El escritor, para encontrar su propia voz, ha de buscarla en las voces humanas reales y en el habla común además de en los libros, entre otras cosas porque durante la mayor parte de los al menos 40.000 años de tradición narrativa de la humanidad solo una parte mínima y tardía se ha hecho y se ha transmitido por escrito. El mundo está lleno de historias para quien se fija y pone el oído por la calle, en un bar, en el autobús. Y al escuchar el habla adquirimos una conciencia más clara del carácter musical del idioma, que es la fuente más poderosa del estilo. A escribir se aprende no solo escribiendo y leyendo sino también prestando atención al habla, a la realidad del mundo, a las otras artes.

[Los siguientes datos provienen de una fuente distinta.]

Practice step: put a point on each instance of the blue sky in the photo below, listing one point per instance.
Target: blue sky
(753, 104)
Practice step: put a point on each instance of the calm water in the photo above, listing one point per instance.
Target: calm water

Algunos ejemplos me parecen particularmente instructivos. Un estilista tan sofisticado de la lengua francesa como Marcel Proust aprende del habla de la gente, de la música, de la pintura, de la fotografía. En busca del tiempo perdido es una asombrosa novela en zigzag, una especie de enciclopedia sin orden alfabético que trata de todo y en la que las conexiones estallan como en la malla neuronal de un cerebro hiperactivo. Es muy rico y está muy estudiado el campo de las conexiones de la obra de Proust con la música de Wagner, pero yo voy a concentrarme en dos: la primera, el sentido de la composición, de la duración hecha de sucesiones fragmentarias, de las resonancias interiores; la segunda conexión con Wagner es la percepción musical de los sonidos cotidianos: el despertar de Sigfried a los sonidos del bosque Proust lo traslada a los sonidos matinales de las calles de París que llegan amortiguados por cristales y cortinas al dormitorio de su narrador. En el primer volumen, el narrador descubre a su amada Gilberte en un sendero del campo y cree que ella le ha hecho un gesto de desprecio: en el último volumen, tres mil páginas después, el narrador camina con Gilberte por el mismo sendero y ella le cuenta la intención verdadera de aquel gesto lejano, que no había sido de rechazo, sino de provocación. Así el principio y el final de la novela se juntan con un motivo común, creando una unidad no narrativa sino musical. Es un recurso que puede aprenderse leyendo a Proust y escuchando a Wagner, y que está también, con plena claridad pedagógica, en el quinteto de clarinete de Brahms.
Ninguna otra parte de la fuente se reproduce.